Businesses in Holland eye strong euro, more Turkey trade

Businesses in Holland eye strong euro, more Turkey trade

Confederation of Netherlands Industry and Employers Chairman Bernard Wientjes.

The head of the leading business organization in the Netherlands believes that Europe’s future lies in the continuation of a single currency system, which will eventually include Turkey.

“The concerns as to whether the euro will survive are over. The collapse of the eurozone would be the collapse of Europe, which would be a disaster, and no one wants to be responsible for that,” Bernard Wientjes, the head of the Confederation of Netherlands Industry and Employers (VNO-NCW), told a group of visiting Turkish journalists this week.

Wientjes said it was therefore necessary to do everything possible to save the euro, including giving more time to ailing countries such as Greece to implement the measures.

With its strong economy and relatively fast growth in comparison to European countries, Turkey is an essential partner of the eurozone, according to Wientjes, who heads the largest employers’ organization in the Netherlands with more than 115,000 enterprises, both medium-sized companies and corporate institutions.

“Turkey has a very strong economy. Our members investing in Turkey are really optimistic,” said the VNO-NCW head. “The Turkish economy’s weak side is the trade balance and the current account deficit. Investors love stability, but there will be no problem as long as the trust in the Turkish economy continues.”

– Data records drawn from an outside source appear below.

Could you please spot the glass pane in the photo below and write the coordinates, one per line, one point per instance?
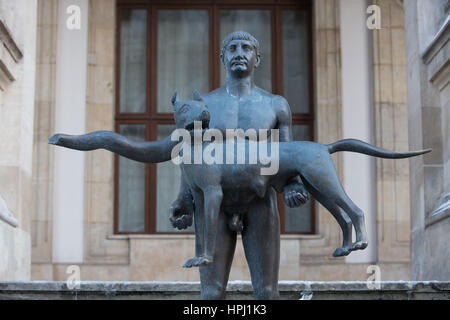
(257, 23)
(183, 55)
(133, 50)
(298, 219)
(132, 185)
(168, 177)
(295, 60)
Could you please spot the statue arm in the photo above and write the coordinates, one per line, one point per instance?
(295, 193)
(182, 209)
(148, 151)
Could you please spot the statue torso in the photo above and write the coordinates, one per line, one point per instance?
(254, 111)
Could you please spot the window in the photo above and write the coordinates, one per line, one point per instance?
(163, 47)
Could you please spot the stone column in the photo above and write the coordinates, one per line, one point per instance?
(68, 192)
(357, 116)
(17, 81)
(427, 27)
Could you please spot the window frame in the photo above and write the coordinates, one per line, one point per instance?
(151, 118)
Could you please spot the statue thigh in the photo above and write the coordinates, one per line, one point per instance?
(214, 276)
(261, 240)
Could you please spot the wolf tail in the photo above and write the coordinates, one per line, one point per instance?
(354, 145)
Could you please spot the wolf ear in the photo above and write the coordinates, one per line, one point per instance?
(197, 96)
(174, 98)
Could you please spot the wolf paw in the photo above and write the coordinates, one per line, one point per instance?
(341, 252)
(55, 139)
(191, 263)
(359, 245)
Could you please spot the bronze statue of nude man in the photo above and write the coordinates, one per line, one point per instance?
(241, 104)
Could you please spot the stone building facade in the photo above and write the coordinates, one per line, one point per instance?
(57, 231)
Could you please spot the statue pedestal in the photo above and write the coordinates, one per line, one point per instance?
(236, 290)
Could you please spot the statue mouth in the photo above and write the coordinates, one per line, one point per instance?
(205, 125)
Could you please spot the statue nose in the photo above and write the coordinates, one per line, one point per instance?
(205, 114)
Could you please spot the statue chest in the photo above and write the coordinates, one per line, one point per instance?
(243, 114)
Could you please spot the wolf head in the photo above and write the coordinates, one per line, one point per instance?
(188, 111)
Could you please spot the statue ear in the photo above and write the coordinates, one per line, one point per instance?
(258, 61)
(197, 96)
(174, 98)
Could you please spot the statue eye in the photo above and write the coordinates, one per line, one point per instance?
(184, 108)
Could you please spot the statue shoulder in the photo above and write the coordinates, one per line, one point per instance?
(281, 106)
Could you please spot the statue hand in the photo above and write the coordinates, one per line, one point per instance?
(295, 195)
(181, 213)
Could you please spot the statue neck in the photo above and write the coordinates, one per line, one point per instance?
(238, 87)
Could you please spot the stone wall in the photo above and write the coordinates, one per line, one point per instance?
(17, 84)
(236, 290)
(427, 56)
(144, 257)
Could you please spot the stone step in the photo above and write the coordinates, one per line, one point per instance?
(242, 290)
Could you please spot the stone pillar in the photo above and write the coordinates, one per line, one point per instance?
(68, 192)
(43, 153)
(427, 26)
(17, 81)
(357, 116)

Wientjes will be accompanying Dutch Prime Minister Mark Rutte in his visit to Turkey on Nov. 6-7.
“We have excellent business relations with Turkey, with a bilateral trade volume of just over $7 billion,” he said. “And just like our colleagues in Turkey, [we] believe that the future of Turkey lies in the EU and the eurozone.”

Wientjes said the visit to Turkey, which is also a part of the events to celebrate the 400th anniversary of diplomatic relations between the two countries, will lead the way toward better relations between Turkish and Dutch businesspeople. He also voiced strong support for Turkey’s EU bid.

Pushing for visas

“We as the organization have been very clear: Turkey should be part of the EU and the eurozone eventually,” said Wientjes. “But of course, this is the business view, and the issue will be decided by politicians. We are pushing our government to ease the visa process to boost relations and support Turkey’s membership bid.”

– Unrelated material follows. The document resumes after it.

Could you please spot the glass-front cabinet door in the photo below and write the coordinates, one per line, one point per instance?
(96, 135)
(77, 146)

The top businessman said he expected the new coalition government, which is expected to be established soon between the liberals and social democrats, would be more international and EU-oriented as opposed to the previous administration.

There is no anti-Turkish mentality in the Netherlands, and that will also help the government, according to Wientjes.

“The Turks in the Netherlands are totally integrated into the community,” he said. “In fact, the problem is that the talented, well-educated second- and third-generation Turks are now leaving for Turkey.”